User:LukeRobinson/Design study
Contents |
Project
Introduction
I am doing my assignment on my Honors project, which is a program to visualize network data. So far, I have already created quite a bit of the program, although it is not finished.
Background
The goal of the project is to display network logs in a simple way so the people with little training can get an understanding of whats happening in the network. We want to help people both identify possible threats and better understand the normal flow of network usage. The network logs I am using come from a small network Bob Ward takes care of here in Christchurch, he has given us access to anonymized logs, I currently have just over one month of logs, which amount to a few hundred megabytes. Here is an example network packet log:
Time | protocol | size | source ip | source port | destination ip | destination port | packet type |
---|---|---|---|---|---|---|---|
1269687620.676725 | IP | 48 | 192.168.100.6 | 4212 | 192.168.83.37 | 9101 | TCP |
1269687625.489346 | IP | 48 | 192.168.100.6 | 4213 | 192.168.110.12 | 9100 | TCP |
1269687632.684662 | IP | 328 | 192.168.109.26 | 68 | 192.168.99.1 | 67 | UDP |
So basically the program needs to read data from the log files, parse the packet records, and present them to the user by why of the graph as desired.

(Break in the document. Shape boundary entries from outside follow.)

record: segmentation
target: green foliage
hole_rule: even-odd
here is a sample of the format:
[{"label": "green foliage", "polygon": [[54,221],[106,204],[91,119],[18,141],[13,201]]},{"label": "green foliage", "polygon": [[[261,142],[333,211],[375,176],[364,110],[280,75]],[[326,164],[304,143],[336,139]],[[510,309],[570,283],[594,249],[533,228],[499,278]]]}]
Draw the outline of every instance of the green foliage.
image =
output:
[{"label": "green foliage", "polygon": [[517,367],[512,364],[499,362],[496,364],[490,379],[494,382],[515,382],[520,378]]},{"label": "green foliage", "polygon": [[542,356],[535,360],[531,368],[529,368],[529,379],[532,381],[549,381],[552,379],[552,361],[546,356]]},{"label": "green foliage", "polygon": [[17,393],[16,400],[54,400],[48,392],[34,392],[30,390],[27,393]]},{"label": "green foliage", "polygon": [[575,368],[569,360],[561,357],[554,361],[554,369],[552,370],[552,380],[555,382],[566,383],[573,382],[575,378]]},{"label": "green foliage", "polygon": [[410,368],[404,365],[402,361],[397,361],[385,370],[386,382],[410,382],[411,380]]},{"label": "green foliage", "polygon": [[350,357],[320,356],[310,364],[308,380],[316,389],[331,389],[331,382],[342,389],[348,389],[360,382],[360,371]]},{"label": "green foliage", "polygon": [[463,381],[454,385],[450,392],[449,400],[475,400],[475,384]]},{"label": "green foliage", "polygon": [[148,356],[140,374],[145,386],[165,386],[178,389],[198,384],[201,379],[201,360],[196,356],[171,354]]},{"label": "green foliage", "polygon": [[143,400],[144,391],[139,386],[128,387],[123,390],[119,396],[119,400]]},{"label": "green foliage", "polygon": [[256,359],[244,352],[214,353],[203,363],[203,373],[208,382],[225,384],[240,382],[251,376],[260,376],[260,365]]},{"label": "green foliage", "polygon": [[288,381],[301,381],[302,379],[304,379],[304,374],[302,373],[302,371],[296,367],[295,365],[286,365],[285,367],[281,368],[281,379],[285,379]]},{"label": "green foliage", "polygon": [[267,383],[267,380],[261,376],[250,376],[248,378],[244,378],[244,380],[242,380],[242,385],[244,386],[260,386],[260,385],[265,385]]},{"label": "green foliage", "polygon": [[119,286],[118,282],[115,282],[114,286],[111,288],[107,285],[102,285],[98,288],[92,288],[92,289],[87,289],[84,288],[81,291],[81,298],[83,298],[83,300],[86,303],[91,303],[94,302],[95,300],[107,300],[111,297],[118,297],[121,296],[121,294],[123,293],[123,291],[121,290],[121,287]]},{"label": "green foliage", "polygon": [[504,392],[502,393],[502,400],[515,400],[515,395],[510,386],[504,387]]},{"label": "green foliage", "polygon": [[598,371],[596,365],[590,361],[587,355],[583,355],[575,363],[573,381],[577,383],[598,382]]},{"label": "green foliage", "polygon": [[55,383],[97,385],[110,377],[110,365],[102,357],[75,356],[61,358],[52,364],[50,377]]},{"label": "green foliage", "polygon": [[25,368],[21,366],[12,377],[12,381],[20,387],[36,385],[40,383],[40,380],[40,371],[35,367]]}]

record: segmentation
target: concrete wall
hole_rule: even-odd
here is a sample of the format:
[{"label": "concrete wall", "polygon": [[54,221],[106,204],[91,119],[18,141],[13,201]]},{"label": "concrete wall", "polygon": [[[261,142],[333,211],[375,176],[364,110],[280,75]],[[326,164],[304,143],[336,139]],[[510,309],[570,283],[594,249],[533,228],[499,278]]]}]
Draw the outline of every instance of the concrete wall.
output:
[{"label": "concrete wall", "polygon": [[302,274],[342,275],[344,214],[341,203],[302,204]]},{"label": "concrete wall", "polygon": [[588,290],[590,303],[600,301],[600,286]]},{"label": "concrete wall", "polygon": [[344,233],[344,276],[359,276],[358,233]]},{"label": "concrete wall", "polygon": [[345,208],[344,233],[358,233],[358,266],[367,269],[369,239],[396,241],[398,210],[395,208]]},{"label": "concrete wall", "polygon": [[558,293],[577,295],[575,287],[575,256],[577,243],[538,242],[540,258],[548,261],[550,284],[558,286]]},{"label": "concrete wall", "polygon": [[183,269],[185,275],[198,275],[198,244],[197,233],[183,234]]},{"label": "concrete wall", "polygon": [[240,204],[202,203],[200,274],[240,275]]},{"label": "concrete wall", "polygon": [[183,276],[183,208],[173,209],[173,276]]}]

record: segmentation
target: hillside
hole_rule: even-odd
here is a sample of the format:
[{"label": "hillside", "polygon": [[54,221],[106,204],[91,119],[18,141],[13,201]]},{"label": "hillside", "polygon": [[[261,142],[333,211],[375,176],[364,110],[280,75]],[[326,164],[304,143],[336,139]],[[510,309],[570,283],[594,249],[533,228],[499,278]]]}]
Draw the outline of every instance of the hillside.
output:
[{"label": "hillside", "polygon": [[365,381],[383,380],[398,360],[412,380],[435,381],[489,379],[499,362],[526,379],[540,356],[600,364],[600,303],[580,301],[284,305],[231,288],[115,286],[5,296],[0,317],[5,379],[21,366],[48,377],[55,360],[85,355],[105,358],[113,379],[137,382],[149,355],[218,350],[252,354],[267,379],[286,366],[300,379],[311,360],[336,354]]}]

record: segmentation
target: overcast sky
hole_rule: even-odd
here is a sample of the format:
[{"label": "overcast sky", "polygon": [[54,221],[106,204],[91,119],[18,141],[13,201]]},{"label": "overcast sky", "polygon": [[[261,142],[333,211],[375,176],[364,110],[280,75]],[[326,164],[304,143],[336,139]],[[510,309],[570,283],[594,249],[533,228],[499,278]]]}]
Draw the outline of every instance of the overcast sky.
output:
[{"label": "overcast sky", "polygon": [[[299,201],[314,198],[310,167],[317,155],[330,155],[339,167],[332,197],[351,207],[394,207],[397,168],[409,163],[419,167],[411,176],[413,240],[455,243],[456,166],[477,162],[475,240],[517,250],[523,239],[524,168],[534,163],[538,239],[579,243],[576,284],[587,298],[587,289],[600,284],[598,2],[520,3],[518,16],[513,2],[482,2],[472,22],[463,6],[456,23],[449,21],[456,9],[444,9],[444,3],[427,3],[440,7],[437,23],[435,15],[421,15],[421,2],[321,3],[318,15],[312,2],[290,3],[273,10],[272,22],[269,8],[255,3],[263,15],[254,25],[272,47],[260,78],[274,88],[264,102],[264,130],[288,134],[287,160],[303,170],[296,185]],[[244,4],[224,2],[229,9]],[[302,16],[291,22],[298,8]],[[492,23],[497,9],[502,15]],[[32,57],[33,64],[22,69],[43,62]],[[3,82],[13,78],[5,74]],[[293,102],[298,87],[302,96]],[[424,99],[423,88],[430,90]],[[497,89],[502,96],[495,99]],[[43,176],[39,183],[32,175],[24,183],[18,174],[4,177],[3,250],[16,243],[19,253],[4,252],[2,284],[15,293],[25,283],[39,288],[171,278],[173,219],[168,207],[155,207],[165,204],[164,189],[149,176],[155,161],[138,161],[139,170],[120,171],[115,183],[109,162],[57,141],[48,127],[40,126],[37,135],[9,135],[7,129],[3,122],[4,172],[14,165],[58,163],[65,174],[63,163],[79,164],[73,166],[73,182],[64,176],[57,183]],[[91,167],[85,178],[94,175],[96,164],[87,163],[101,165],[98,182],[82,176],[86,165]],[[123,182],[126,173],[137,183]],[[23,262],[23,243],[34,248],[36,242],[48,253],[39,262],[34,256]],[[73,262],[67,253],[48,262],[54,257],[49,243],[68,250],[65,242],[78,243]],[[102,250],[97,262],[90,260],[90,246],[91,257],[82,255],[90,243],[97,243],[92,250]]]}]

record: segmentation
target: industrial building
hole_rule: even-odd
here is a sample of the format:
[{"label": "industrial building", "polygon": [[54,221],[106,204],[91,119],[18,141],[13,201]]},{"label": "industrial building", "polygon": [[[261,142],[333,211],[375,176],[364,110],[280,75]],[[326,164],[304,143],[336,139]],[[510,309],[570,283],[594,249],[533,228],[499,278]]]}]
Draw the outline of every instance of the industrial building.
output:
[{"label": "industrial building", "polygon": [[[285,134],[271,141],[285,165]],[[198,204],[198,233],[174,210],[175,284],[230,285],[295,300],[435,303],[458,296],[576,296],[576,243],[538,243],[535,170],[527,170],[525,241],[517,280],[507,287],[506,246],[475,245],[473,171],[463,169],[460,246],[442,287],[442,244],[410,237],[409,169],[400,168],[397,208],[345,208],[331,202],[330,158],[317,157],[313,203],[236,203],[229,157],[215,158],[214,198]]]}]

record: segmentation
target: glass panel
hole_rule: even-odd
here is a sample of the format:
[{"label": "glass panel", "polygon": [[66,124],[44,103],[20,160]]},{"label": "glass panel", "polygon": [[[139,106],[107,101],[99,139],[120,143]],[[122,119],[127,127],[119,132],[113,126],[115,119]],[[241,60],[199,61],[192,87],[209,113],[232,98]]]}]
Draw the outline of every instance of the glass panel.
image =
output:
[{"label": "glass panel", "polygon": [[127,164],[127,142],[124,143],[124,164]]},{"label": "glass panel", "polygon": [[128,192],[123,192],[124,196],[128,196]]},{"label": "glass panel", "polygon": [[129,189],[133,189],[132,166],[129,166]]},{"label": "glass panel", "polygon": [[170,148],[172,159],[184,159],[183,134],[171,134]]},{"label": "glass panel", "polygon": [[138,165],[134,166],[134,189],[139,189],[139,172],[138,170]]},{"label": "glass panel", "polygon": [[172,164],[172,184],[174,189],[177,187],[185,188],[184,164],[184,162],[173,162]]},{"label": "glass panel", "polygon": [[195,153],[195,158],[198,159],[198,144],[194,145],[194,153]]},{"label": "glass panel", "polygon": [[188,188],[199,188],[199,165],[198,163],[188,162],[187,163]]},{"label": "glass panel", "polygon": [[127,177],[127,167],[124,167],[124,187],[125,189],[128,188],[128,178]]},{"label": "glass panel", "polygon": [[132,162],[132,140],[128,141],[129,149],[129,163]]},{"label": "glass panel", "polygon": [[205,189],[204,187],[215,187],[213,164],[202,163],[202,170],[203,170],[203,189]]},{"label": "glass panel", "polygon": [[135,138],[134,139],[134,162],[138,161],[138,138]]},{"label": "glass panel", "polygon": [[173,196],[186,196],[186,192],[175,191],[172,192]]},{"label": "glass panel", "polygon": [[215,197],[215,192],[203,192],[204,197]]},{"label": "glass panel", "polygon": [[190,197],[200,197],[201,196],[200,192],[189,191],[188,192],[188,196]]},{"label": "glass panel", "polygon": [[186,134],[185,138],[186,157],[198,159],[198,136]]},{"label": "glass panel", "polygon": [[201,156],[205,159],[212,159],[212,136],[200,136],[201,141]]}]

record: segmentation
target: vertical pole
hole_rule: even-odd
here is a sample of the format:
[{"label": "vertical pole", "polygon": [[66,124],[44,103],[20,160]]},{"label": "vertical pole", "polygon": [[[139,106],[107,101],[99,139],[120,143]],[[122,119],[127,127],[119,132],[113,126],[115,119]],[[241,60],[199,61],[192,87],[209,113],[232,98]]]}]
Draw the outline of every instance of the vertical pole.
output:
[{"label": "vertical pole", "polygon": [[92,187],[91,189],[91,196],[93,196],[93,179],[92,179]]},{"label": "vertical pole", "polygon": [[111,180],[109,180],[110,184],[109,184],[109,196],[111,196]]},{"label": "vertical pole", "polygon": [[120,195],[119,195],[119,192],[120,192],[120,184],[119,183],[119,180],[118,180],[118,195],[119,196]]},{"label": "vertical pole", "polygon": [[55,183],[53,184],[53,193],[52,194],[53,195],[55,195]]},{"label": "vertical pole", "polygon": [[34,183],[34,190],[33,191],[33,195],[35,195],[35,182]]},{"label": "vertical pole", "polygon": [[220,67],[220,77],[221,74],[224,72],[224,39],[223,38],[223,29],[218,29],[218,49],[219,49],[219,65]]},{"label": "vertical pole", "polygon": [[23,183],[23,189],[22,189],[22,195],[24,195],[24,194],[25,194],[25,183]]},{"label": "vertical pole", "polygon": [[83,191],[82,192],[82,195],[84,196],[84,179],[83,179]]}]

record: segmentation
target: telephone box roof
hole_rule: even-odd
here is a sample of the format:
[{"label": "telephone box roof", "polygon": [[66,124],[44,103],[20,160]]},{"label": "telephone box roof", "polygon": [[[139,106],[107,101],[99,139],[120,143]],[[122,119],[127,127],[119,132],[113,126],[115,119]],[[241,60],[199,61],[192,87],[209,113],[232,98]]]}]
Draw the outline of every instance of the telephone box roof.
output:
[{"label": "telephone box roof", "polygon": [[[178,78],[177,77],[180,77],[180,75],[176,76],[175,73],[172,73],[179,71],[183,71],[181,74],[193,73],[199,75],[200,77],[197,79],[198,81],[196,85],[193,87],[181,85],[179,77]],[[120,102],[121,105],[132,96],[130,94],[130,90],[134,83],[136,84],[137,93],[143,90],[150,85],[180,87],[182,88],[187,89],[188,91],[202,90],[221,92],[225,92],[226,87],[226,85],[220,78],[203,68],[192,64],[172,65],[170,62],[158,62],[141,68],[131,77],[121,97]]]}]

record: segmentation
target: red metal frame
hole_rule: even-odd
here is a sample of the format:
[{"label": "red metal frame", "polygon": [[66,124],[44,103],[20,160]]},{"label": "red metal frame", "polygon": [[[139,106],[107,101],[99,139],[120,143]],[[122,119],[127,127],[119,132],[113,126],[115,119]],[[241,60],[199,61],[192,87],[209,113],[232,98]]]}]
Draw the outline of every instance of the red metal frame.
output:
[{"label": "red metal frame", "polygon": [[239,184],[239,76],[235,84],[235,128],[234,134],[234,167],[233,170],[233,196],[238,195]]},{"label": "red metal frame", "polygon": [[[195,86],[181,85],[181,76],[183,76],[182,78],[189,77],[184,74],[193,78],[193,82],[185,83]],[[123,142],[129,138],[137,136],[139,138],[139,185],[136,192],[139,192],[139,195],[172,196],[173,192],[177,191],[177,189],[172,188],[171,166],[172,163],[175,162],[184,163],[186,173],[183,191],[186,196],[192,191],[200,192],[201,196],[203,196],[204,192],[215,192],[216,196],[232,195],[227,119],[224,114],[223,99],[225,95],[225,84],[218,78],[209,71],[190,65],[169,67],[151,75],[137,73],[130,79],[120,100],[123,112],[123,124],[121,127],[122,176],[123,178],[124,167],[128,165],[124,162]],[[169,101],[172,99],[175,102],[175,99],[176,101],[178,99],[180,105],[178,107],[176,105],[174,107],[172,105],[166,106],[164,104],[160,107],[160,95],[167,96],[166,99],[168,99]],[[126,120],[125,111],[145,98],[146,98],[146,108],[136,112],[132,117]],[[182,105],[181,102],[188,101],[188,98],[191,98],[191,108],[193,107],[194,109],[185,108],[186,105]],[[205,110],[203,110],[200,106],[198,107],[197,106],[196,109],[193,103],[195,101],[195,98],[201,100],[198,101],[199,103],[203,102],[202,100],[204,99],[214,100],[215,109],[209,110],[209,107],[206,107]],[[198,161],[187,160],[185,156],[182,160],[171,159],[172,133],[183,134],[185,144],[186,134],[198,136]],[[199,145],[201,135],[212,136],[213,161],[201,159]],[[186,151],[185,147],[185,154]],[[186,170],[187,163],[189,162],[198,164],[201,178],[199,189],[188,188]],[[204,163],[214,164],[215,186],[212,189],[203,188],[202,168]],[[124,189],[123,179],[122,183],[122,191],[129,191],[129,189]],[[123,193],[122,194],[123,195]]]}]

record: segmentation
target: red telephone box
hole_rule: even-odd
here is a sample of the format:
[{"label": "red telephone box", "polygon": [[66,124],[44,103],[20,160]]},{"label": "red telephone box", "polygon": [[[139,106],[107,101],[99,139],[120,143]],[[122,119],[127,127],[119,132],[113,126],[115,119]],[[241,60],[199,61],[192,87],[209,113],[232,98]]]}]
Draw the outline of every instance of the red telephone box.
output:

Here is a screen cap to give you an idea of what the program currently looks like.
Design Study
Requirements
There are two major requirements that this program must meet. The first is speed, because the user will need to interact with the interface, this means that it cannot lag while reading or parsing the large log files.
The second is extensibility, the program needs to be extensible in three different ways.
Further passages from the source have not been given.